Reverend Neil, who has pastored the house of worship, located on the corner of Nostrand Avenue and Dean Street for the past 34 years, welcomed and blessed the momentous occasion, which was attended by nationals of 30 different countries. Bedford Central, which was born under an apple tree in a field at Vanderbilt and Atlantic Avenue, in 1852, was the centerpiece of praise and glory, beginning with an invocation and song by Minister Sadie Walters. Jackie Woodbine’s poem “Why I Love Bedford Central,” followed by choreography of worship dancers, set the tone for a day of spiritual excellence.

Guest speaker, Reverend Dr. Kirkpatrick Cohall, in his distinguished sermon titled “The Power to Reshape Our Future,” read Jeremiah’s book. “So I went down to the potter and behold, I saw him working at the wheel, but the pot he was fashioning from clay was messed up in his hands, so the potter turned it into another pot shaping it as he saw fit,” said the preacher, who praised Reverend Neil for his strong leadership.

Reverend Cohall, leader of Lennox Road Baptist Church, noted that Bedford Central has been a beacon in Brooklyn, a stable institution, a place of refuge and hope for God’s people.
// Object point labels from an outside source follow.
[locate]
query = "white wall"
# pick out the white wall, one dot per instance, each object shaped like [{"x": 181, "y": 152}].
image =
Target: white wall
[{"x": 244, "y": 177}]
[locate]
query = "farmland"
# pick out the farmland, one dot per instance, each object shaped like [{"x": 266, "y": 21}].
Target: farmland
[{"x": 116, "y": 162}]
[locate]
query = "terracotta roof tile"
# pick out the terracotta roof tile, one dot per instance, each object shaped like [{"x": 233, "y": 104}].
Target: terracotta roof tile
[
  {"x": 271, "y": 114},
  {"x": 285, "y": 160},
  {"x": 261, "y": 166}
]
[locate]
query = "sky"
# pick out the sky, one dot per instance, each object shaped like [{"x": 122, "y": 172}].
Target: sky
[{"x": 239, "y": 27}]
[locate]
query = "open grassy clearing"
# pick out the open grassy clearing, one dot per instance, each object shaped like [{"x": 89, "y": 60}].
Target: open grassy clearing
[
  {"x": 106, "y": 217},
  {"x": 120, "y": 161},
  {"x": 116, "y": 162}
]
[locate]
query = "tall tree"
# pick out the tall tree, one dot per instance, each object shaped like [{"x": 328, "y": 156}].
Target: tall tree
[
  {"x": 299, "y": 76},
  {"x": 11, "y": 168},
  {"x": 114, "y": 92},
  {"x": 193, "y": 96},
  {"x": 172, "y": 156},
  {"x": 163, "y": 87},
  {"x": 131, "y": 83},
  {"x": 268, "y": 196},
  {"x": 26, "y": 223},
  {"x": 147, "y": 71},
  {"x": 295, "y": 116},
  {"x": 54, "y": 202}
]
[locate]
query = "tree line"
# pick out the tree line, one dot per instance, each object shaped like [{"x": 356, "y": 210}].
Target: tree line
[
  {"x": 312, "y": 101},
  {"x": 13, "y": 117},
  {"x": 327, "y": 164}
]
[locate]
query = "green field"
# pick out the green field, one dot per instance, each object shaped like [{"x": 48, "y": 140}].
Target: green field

Parishioner Chidinma Jame, a fashion designer from Nigeria, wore one of her designs to church. Photo by Tangerine Clarke

“Bedford Central is known beyond the borders of this city, and only time will tell how many people have been influenced and had their lives changed by this ministry. Any institution, religious or secular that has lasted 170 years must be doing something right.

The clergy, in their illustrious message, said the disciples were called and had a specific mission to change the world they live in, from darkness to light, hope for the hopeless, help and healing broken lives.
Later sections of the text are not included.